Department of Chemistry and Biochemistry, University of Windsor, Windsor, Ontario N9B 3P4, Canada.
Department of Mechanical, Automotive and Materials Engineering, University of Windsor, Windsor, Ontario N9B 3P4, Canada.
Soft Matter. 2019 Oct 14;15(38):7654-7662. doi: 10.1039/c9sm01254k. Epub 2019 Sep 5.
In this work, a facile and simple yet effective method to generate intrinsic autonomous self-healing polymers was developed, leading to new materials that can be easily fine-tuned both mechanically and chemically. The new materials were designed to incorporate two dynamic and reversible types of chemical bonds, namely dynamic imine and metal-coordinating bonds, to enable autonomous self-healing, controlled degradability and ultra-high tunable stretchability (up to 800% strain) based on the ratio of metal to ligand incorporated. Through an easy condensation reaction, imine bonds are generated at the end-termini of a short siloxane chain. The new dynamic system was characterized by a variety of techniques, including tensile-pull strain testing, atomic force microscopy and UV-Vis spectroscopy, which showed that the highly dynamic imine bonds, combined with coordination with Fe ions, allow for the material to regenerate 88% of its mechanical strength after physical damage. The materials were also controlled to be degraded in mild acidic conditions. Lastly, application in self-healable electronics was demonstrated through the fabrication of a capacitive-based pressure sensor, which shows good sensitivity and dynamic response (∼0.33 kPa) before and after healing.

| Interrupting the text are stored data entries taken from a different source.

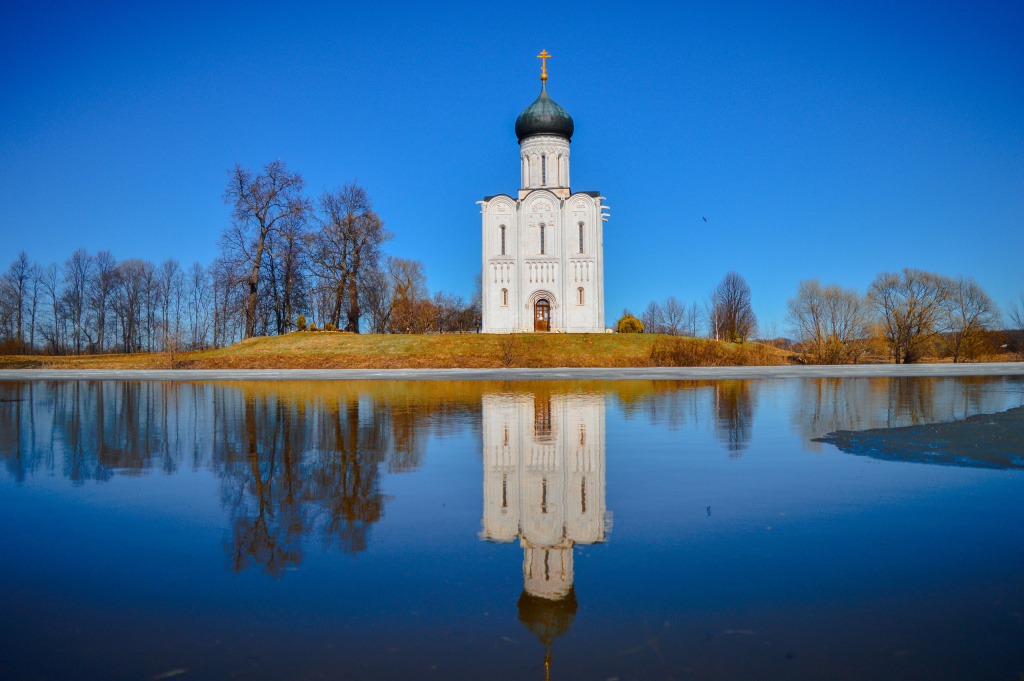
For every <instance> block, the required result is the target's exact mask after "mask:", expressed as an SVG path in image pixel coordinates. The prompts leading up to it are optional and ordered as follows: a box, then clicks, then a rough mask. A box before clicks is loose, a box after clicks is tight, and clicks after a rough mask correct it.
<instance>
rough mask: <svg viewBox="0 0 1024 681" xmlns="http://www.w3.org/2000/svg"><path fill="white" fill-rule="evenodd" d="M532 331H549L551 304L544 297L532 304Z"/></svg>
mask: <svg viewBox="0 0 1024 681" xmlns="http://www.w3.org/2000/svg"><path fill="white" fill-rule="evenodd" d="M534 331H551V304H550V303H549V302H548V301H547V300H545V299H544V298H541V299H540V300H538V301H537V305H535V306H534Z"/></svg>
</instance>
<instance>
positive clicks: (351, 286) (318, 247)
mask: <svg viewBox="0 0 1024 681" xmlns="http://www.w3.org/2000/svg"><path fill="white" fill-rule="evenodd" d="M317 220H318V222H319V229H318V230H317V232H316V233H314V235H313V239H312V242H313V247H312V249H311V260H312V262H313V265H314V269H315V271H316V273H317V275H318V276H321V278H322V279H323V280H324V281H325V282H328V283H330V285H331V286H332V288H333V290H334V292H335V304H334V310H333V311H332V323H333V324H337V325H338V326H341V315H342V312H344V314H345V316H346V329H347V330H348V331H352V332H354V333H358V332H359V316H360V309H359V302H360V300H359V288H360V286H361V285H362V284H364V283H366V282H367V281H368V276H367V274H368V272H371V271H374V270H376V269H377V266H378V263H379V260H380V257H381V251H380V247H381V245H382V244H384V243H385V242H387V241H389V240H390V239H391V233H390V232H389V231H388V230H387V229H385V228H384V222H383V220H381V219H380V216H379V215H377V213H375V212H374V210H373V203H372V202H371V200H370V196H369V195H368V194H367V190H366V189H365V188H362V187H361V186H359V185H358V184H357V183H356V182H354V181H352V182H349V183H348V184H345V185H344V186H342V187H340V188H338V189H336V190H334V191H326V193H325V194H324V195H323V196H321V198H319V200H318V202H317Z"/></svg>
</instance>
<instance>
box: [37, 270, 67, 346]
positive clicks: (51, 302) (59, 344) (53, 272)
mask: <svg viewBox="0 0 1024 681" xmlns="http://www.w3.org/2000/svg"><path fill="white" fill-rule="evenodd" d="M39 282H40V286H41V287H42V291H43V295H44V296H45V297H46V298H47V300H48V301H49V305H48V308H47V312H48V314H49V315H50V318H49V320H48V322H49V324H47V325H46V326H44V327H43V328H41V329H40V330H39V331H40V335H41V336H42V337H43V340H44V341H45V342H46V345H47V346H48V347H49V351H50V352H52V353H53V354H59V353H60V351H61V350H62V347H63V337H62V335H61V333H60V330H61V327H62V326H63V320H62V310H61V295H60V272H59V270H58V269H57V266H56V265H55V264H52V263H51V264H49V265H47V266H46V267H44V268H43V269H42V270H41V271H40V278H39Z"/></svg>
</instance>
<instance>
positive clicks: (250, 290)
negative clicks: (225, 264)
mask: <svg viewBox="0 0 1024 681" xmlns="http://www.w3.org/2000/svg"><path fill="white" fill-rule="evenodd" d="M304 185H305V182H304V181H303V179H302V176H301V175H300V174H299V173H292V172H289V171H288V169H287V168H286V167H285V164H284V163H283V162H282V161H273V162H271V163H268V164H266V165H265V166H264V167H263V172H262V173H253V172H251V171H249V170H246V169H245V168H243V167H242V166H240V165H236V166H234V169H233V170H231V171H229V173H228V180H227V188H226V189H225V190H224V202H225V203H227V204H230V205H231V206H232V207H233V209H234V215H233V217H234V219H233V223H232V225H231V226H230V227H229V228H228V229H227V231H225V233H224V237H223V240H222V245H223V250H224V252H225V259H227V260H232V261H234V262H236V263H238V264H240V265H245V266H246V267H247V269H248V272H249V274H248V280H247V285H248V298H247V300H246V328H245V337H246V338H251V337H253V336H255V335H256V314H257V309H256V308H257V304H258V297H259V291H260V270H261V268H262V266H263V261H264V255H263V251H264V249H265V248H266V242H267V238H268V237H269V236H270V235H271V233H272V232H273V231H274V230H276V229H278V228H279V227H280V226H282V224H283V222H284V221H286V220H287V219H288V218H289V217H294V216H298V215H301V214H304V213H305V212H306V211H308V210H309V202H308V201H307V200H306V199H305V198H304V197H303V196H302V188H303V186H304Z"/></svg>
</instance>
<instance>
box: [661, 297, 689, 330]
mask: <svg viewBox="0 0 1024 681" xmlns="http://www.w3.org/2000/svg"><path fill="white" fill-rule="evenodd" d="M662 311H663V312H664V314H665V316H664V320H665V331H664V333H667V334H669V335H670V336H678V335H679V334H680V333H681V332H682V330H683V325H684V324H685V323H686V306H685V305H683V304H682V303H681V302H679V300H678V299H677V298H676V297H675V296H669V297H668V298H666V299H665V302H664V303H663V304H662Z"/></svg>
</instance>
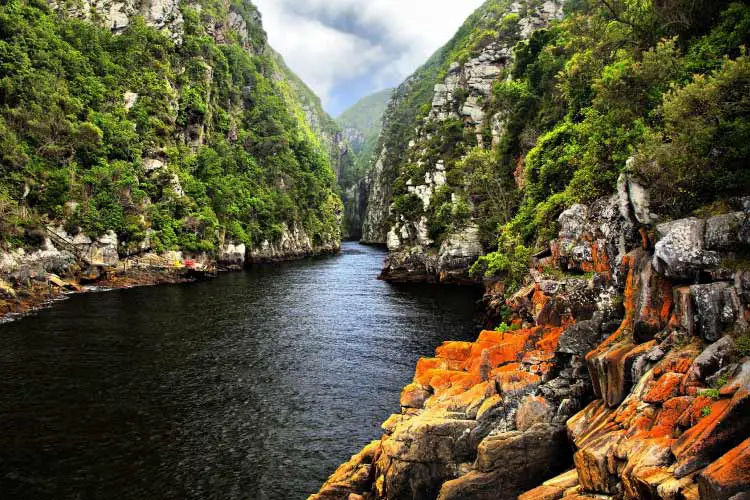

在这项工作中,开发了一种简便有效的方法来生成内在自主自修复聚合物,从而得到了新型材料,这些材料在机械和化学方面都可以很容易地进行微调。新的材料被设计成包含两种动态和可逆的化学键,即动态亚胺键和金属配位键,以实现自主自修复、可控降解和超高的可拉伸性(高达 800%的应变),这取决于所加入的金属与配体的比例。通过简单的缩合反应,亚胺键在短硅氧烷链的末端生成。新的动态系统通过各种技术进行了表征,包括拉伸拉伸应变测试、原子力显微镜和紫外可见光谱,结果表明,高度动态的亚胺键与 Fe 离子的配位相结合,使得材料在物理损伤后能够再生其 88%的机械强度。这些材料也可以在温和的酸性条件下进行控制降解。最后,通过制造基于电容的压力传感器,展示了自修复电子学的应用,该传感器在修复前后表现出良好的灵敏度和动态响应(约 0.33 kPa)。